# Out of State Hunter for Turkey



## runway1 (Jan 6, 2016)

Hi, I'm coming from southern CA. The guide says I can hunt spring Turkey starting May 2 as a general season hunt. When I look at the website, I see fall only for general season except the CWMU hunts, which I don't yet understand

http://wildlife.utah.gov/maps/public/details_term.php?feature_item=15

Anyhow, can a socal hunter hunt spring turkey? Thanks very much for the help!


----------



## Clarq (Jul 21, 2011)

The link you've provided is for limited entry hunts. The general season is held statewide. Refer to the hunt guidebook for information on general season hunts, starting on page 16. General season permits go on sale February 18.

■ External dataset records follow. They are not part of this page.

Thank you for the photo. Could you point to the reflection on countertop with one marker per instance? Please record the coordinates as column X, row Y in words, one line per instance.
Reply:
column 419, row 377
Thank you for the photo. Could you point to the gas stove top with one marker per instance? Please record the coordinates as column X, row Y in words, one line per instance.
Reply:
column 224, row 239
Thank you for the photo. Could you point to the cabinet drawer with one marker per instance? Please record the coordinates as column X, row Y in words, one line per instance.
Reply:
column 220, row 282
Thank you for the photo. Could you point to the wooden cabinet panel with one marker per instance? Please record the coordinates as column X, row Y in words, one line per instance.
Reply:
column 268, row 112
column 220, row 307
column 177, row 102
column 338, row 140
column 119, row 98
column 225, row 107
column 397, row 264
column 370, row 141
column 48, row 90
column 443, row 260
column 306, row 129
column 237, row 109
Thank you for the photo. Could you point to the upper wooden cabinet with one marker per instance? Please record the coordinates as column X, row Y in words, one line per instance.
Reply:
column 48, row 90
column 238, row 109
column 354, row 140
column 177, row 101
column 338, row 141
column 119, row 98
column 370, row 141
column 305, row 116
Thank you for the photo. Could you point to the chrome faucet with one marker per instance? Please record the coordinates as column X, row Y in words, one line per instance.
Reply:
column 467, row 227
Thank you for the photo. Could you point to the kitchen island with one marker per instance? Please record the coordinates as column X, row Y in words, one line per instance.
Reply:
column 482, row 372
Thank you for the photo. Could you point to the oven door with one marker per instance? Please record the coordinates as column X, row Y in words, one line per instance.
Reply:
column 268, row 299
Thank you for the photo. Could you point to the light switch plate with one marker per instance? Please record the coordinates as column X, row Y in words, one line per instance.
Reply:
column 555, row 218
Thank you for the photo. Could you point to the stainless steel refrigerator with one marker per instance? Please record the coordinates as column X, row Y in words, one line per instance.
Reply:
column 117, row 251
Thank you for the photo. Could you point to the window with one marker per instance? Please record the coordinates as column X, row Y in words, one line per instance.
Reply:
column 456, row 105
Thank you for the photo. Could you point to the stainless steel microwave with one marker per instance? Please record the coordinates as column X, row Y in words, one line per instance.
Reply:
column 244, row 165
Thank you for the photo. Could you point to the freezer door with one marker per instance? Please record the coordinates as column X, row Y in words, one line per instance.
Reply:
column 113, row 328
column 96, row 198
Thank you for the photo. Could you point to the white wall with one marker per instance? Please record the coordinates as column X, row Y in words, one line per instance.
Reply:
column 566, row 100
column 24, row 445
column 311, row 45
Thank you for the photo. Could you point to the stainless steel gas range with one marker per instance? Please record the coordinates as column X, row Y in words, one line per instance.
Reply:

http://wildlife.utah.gov/hunting-in-utah/hunting-information/upland-game/51-rules/guidebooks/1669-2015-16-utah-upland-game-and-turkey-guidebook.html


----------



## runway1 (Jan 6, 2016)

Thanks! I have the book. That's what I thought. Website just started to confuse me because if you start at this point:
http://wildlife.utah.gov/hunting-in-utah/hunting-information/upland-game.html

...and click "Turkey hunting maps and boundary descriptions"...you get there.

I was looking for a map that showed where I can hunt around the southern area, east of Cedar City in Dixie NF. I have the NF folded maps - very handy. On those, I see lots of OHV areas and I don't want to do something wrong...or stupid. Just want to get my turkeys in a row before the trip.


----------



## BPturkeys (Sep 13, 2007)

what's a OHV area?? 
and how does it pertain to turkey hunting?


----------



## Critter (Mar 20, 2010)

BPturkeys said:


> what's a OHV area??
> and how does it pertain to turkey hunting?


Off Highway Vehicle.

If you want to road hunt turkey a area like this could come in handy.

I doubt that you would see any turkeys in a OHV area other than the human kind but who knows?


----------



## runway1 (Jan 6, 2016)

My point was that I wanted to be AWAY from OHV areas. Can't shoot near them and certainly too noisy.

Birds don't like that and I don't want any of us to disturb the other's activity.


----------



## Critter (Mar 20, 2010)

That's where your boots come in. 

There are very few areas where you are really going to be able to get very far away from a road or OHV area. Take a map of any area and pick a spot and then take a compass and draw a 1/2 mile circle around it and odd are you will have a road within that 1/2 mile. 

All of the 3 turkeys that I have shot have been within 1/4 mile of a road if that helps any if that helps any.


----------



## BPturkeys (Sep 13, 2007)

The largest concentration of turkeys is in the Sounthern part of Utah. All the mountains (with the exceptions of the dry desert mountains) hold turkeys. No real need to drive any farther North than Parowan(check your map) for the best turkey hunting in Utah. Pick a national forest and go for it. Plenty of turkeys.


----------



## runway1 (Jan 6, 2016)

Thanks all. I appreciate the inputs!


----------